特に光についてはそう思った。光の家の描写を入れるのならば、もう少しその光の家庭環境を話に絡ませても良いと思う。光の孤独感や寂しさを、もう少し丁寧に表すべきだと思う。今のままでは、ただの悪人という感じでしかなく、光がリサに対して抱いた感情を、もっと光という人間に溶け込ませるべきだ。
もうひとつ気になったことは、原作の内容を無理やり使おうとしている感じがしたことだ。馬を人々が殺す夢が、どうしても時代設定から浮いている感じで違和感がある。現代の設定の中では、馬=弱者という構図がきれいには結び付けることが出来ないと思う。あの馬の夢は、馬と人間と生活が密接に関わり合い、馬が人に仕える弱者であるという時代の設定でこそ意味があるのだと思う。

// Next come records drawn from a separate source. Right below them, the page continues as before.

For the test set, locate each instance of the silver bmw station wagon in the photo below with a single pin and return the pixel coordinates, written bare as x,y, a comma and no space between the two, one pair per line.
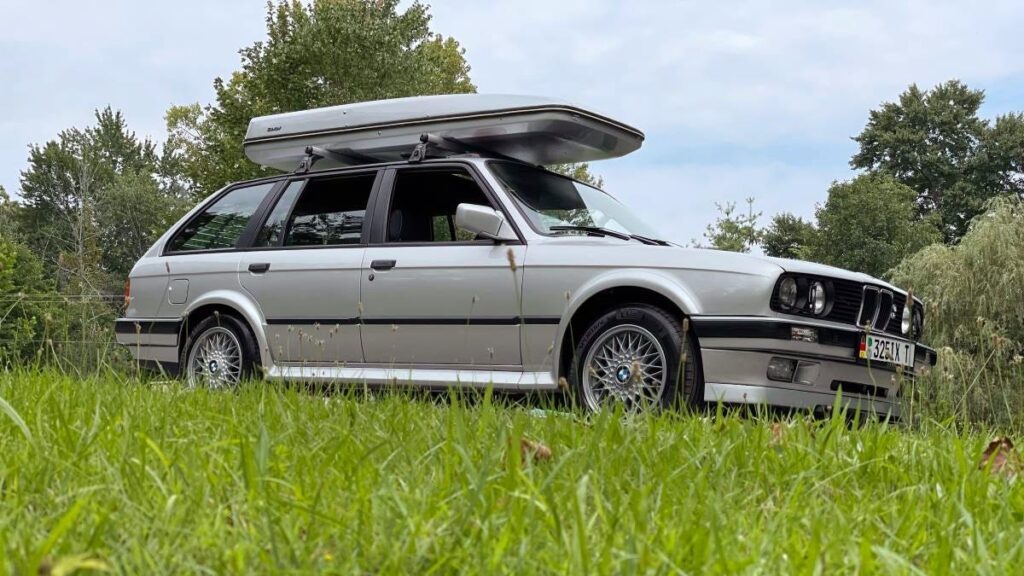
420,241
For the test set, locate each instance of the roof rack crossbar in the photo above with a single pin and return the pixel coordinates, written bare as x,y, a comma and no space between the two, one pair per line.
454,146
313,154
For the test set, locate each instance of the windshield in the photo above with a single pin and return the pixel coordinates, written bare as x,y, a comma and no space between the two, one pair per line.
553,201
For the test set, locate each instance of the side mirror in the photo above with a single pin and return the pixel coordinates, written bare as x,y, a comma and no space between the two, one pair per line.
483,220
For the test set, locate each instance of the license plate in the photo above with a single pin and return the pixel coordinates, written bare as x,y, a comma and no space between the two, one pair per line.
880,348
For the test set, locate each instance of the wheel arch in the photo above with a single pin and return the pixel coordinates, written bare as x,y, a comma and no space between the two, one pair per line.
223,301
603,293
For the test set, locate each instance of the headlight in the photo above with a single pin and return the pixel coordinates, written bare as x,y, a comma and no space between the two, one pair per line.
802,295
787,292
817,298
918,324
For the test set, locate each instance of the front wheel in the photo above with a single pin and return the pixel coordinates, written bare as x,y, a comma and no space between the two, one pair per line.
219,353
639,356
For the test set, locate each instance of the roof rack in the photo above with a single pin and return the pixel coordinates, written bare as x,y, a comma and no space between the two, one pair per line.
419,154
315,153
454,146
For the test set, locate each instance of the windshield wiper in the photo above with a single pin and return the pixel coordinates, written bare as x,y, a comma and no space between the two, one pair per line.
613,234
648,240
591,230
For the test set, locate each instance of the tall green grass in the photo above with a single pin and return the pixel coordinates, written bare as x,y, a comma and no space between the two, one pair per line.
148,478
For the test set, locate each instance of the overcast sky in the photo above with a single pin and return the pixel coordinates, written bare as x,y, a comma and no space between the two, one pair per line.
736,98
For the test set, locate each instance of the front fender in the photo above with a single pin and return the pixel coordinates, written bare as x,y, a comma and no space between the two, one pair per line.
246,306
657,281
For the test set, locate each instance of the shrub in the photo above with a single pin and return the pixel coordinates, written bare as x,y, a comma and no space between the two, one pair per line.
975,287
22,313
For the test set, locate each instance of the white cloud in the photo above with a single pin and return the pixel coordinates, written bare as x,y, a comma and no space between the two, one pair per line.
732,95
679,199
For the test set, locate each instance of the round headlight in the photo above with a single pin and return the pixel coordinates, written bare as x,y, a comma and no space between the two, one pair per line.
816,298
918,325
787,292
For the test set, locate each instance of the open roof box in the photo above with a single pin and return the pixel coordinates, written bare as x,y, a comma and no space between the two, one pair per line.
532,129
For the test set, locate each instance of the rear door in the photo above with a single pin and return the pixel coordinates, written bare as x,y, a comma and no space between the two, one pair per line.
304,266
431,294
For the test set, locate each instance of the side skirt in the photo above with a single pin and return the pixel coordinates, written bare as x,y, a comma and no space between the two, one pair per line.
499,379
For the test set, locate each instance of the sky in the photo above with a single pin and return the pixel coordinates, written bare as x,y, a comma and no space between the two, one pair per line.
737,99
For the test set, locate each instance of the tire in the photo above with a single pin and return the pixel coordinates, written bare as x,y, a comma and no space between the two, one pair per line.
222,343
635,355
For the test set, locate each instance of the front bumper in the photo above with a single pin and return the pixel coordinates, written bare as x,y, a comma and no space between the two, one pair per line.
735,353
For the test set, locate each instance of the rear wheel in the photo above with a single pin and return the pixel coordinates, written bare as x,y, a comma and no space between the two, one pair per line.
220,353
638,356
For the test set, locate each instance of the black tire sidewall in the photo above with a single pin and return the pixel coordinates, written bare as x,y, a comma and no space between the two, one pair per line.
250,351
669,333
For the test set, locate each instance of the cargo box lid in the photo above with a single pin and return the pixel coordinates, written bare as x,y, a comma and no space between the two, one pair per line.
532,129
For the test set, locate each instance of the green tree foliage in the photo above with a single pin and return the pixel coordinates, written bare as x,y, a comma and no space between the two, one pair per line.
92,200
8,215
787,237
24,291
869,224
324,53
973,289
731,231
935,142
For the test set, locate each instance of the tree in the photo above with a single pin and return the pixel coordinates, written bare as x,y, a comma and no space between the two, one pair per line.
92,202
8,215
787,237
973,288
869,224
935,142
325,53
735,233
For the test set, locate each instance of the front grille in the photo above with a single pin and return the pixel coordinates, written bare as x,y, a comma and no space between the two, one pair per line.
859,304
846,304
882,310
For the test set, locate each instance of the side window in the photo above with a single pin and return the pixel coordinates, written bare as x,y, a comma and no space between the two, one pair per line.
424,202
221,224
330,211
273,228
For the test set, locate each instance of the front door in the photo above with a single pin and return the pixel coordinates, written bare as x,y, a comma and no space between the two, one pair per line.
431,294
304,268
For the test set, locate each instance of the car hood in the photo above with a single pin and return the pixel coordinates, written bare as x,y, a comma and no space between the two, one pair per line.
616,252
814,269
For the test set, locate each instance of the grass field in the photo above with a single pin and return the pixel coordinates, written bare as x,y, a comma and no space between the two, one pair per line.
153,479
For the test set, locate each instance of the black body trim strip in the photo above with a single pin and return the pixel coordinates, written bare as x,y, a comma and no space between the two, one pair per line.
772,330
769,329
422,321
129,326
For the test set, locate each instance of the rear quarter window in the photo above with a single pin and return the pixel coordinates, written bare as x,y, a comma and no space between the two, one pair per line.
220,224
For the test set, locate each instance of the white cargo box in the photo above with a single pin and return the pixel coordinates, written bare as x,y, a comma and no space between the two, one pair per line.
531,129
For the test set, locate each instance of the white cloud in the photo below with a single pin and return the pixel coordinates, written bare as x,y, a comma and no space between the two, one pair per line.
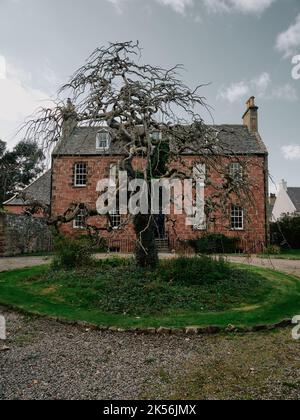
178,6
286,92
291,152
237,91
2,67
243,6
234,93
215,6
288,41
260,87
18,100
260,84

最初に読んだ時には、頭で言いたいことを理解することは、ある程度は出来たが、上手く話に馴染ませて考えることがやり難く、辛かった。余談ではあるが、私としては、馬の夢をもっと現代的なのに置き換えて、母の手紙の部分をお姉さんの電話ではなく、お母さんからの知らせであって欲しかった。これからの、漫画の進み方にもよるが。

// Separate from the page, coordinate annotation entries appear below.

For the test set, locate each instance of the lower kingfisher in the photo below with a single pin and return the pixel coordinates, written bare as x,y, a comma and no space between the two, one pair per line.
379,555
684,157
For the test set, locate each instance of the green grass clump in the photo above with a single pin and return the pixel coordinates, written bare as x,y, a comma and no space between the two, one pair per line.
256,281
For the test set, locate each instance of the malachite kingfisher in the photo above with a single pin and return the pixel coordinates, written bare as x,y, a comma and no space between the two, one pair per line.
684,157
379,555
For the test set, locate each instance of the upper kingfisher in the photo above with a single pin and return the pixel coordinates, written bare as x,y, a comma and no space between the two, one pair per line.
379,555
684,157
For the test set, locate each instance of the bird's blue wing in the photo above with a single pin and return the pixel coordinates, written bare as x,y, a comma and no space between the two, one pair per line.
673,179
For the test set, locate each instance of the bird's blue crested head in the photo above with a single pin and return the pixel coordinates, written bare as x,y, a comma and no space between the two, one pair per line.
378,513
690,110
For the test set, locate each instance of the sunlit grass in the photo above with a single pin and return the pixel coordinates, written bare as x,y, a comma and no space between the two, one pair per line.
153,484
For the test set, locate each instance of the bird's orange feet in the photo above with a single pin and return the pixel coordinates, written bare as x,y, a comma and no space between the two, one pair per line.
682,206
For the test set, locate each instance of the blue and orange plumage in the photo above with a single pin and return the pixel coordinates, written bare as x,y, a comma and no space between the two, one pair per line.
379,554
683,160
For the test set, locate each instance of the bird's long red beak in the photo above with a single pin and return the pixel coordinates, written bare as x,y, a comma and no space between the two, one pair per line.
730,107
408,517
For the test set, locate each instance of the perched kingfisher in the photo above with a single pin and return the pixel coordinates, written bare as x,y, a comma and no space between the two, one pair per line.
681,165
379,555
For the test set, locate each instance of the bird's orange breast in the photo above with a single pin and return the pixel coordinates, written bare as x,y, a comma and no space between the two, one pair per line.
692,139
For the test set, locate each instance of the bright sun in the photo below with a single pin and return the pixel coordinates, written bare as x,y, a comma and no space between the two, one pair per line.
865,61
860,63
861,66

四巻でも少し気になった場所がある。主人公の父親に対する考え方だ。大学生にもなる人間が、果たして父親のあの死に方を知り、人に対する興味で死んだなどと思うだろうか。彼は、母親が父親のことを「お父さんは立派な人間だ。」と言ったのを、聞いた時の父親の顔を覚えているのに。大学生にもなれば、父親が何故その時困った顔をしたのか、他の女の人に逃げたのかを理解することが出来る筈だ。いくら、勉強が出来るだけで人の気持ちを理解していないと言っても、この父親の葛藤や自分自身に対する不信感、その結果求めたものを理解出来ないのは不自然すぎる。そんな人間が、頭の良い大学に入れる筈がないと思う。少なくとも、本を読んでいて登場人物の心情を理解することも出来ないだろうから、国語の点数だって悪い筈だ。そんな人間が作家になろうとは、まず思わないだろう。
最後に、主人公がいろいろな愛を持った人々と関わる中で、どのように変化するのか、特にエチカとの出会いがどのように絡まっていくのかが気になる。
この漫画は、何度も読み返して読み込んで、初めて少し面白さが感じられた。